Trump Just Ripped Up Federal Workers’ Union Contracts
Yesterday the Trump administration ordered 18 government agencies to terminate their collective bargaining agreements and cease union negotiations. The move could strip hundreds of thousands of federal workers of their union protections.

President Donald Trump speaks to the press before signing an executive order in the Oval Office of the White House on March 26, 2025. (Win McNamee / Getty Images)
President Donald Trump has taken significant steps to limit union rights for many federal workers through a new executive order. The Office of Personnel Management (OPM) announced Thursday that Trump’s order instructs numerous government agencies to terminate their collective bargaining agreements and cease union negotiations, potentially stripping hundreds of thousands of federal employees of union representation.
A White House fact sheet accompanying the order states that the Civil Service Reform Act of 1978, which allowed government workers to unionize, “enables hostile Federal unions to obstruct agency management.”
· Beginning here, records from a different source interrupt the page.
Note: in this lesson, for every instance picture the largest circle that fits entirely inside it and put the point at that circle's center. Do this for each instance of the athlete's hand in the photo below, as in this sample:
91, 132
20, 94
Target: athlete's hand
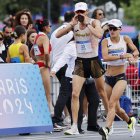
127, 56
74, 20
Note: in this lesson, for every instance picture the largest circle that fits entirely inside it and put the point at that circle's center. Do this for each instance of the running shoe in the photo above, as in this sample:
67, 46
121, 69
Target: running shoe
131, 126
72, 131
111, 130
57, 128
104, 132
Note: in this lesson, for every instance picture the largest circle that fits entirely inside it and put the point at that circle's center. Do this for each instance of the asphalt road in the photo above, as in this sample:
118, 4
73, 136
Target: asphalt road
120, 133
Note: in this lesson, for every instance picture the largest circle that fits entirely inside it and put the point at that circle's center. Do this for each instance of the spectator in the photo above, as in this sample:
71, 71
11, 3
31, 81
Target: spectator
18, 52
31, 35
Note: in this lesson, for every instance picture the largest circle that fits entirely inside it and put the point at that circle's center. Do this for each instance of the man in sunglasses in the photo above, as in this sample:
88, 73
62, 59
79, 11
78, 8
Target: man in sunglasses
114, 50
87, 32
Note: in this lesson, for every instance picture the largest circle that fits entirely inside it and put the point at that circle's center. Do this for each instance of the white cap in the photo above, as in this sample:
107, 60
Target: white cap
115, 22
81, 6
104, 22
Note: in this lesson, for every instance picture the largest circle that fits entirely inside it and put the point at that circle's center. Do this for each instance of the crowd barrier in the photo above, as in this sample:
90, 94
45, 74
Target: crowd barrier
132, 90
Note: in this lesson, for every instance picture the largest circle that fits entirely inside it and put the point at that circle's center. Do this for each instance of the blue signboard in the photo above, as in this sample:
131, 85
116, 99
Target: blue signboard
23, 104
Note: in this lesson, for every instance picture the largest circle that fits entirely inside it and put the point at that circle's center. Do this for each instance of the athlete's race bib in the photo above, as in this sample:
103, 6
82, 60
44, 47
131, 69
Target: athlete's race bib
36, 50
83, 46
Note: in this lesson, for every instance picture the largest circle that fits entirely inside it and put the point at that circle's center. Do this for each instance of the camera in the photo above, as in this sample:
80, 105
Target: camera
80, 18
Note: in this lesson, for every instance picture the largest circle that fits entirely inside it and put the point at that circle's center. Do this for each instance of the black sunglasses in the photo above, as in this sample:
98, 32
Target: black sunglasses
113, 28
100, 14
80, 11
1, 39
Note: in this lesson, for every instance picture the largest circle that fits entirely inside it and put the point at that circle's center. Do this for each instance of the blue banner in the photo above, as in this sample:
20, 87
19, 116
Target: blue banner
23, 104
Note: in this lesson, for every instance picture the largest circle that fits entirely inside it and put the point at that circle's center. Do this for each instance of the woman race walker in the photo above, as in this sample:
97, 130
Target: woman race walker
114, 51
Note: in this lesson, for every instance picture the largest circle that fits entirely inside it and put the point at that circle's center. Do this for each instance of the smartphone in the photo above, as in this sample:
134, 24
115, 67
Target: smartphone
80, 18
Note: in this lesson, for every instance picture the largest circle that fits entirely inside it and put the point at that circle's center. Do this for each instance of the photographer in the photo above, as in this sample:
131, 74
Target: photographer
87, 32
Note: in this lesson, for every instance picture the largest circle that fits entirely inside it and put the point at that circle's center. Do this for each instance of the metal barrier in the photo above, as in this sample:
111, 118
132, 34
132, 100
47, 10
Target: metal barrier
132, 89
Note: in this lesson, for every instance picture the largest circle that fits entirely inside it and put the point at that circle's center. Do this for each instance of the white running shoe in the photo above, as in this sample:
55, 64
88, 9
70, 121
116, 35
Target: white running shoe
131, 127
72, 131
85, 119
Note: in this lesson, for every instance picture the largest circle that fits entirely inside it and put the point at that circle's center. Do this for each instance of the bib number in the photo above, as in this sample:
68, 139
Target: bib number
36, 50
84, 46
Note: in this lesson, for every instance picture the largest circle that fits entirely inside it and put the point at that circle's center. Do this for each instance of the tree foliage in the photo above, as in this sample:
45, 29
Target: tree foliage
132, 14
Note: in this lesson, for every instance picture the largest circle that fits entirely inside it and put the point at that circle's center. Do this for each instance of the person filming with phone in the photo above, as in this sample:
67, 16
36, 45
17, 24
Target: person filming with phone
87, 32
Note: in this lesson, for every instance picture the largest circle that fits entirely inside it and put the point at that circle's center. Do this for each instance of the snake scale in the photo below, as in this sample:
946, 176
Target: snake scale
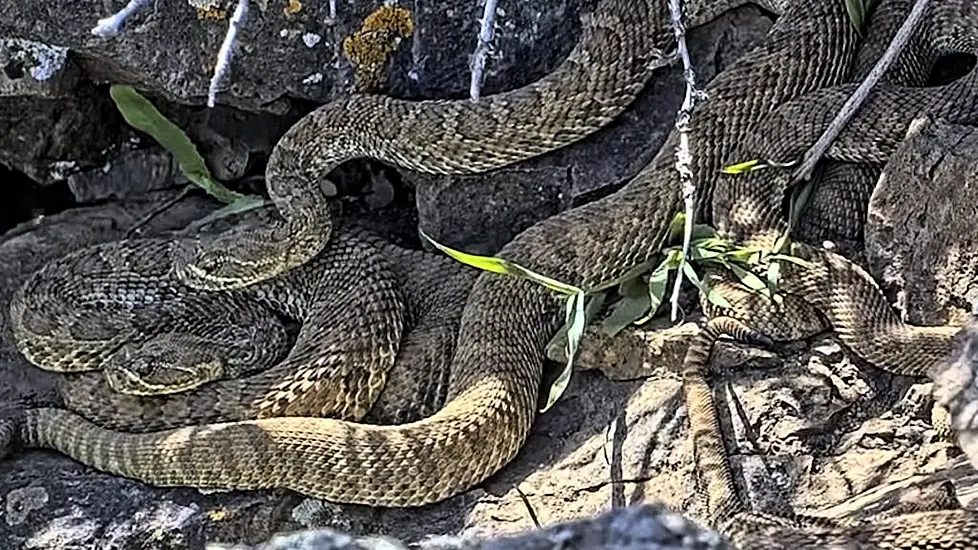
506, 323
The administration is invoking an arcane provision in the Civil Service Reform Act claiming that collective bargaining rights can be terminated in instances where unions pose a national security threat. The administration’s sudden reliance on this never-before-used rule — coming at the crescendo of open conflict with federal employee unions — suggests the national security justification is merely a convenient pretext for a strong-arm tactic in a broader power struggle against the federal workforce.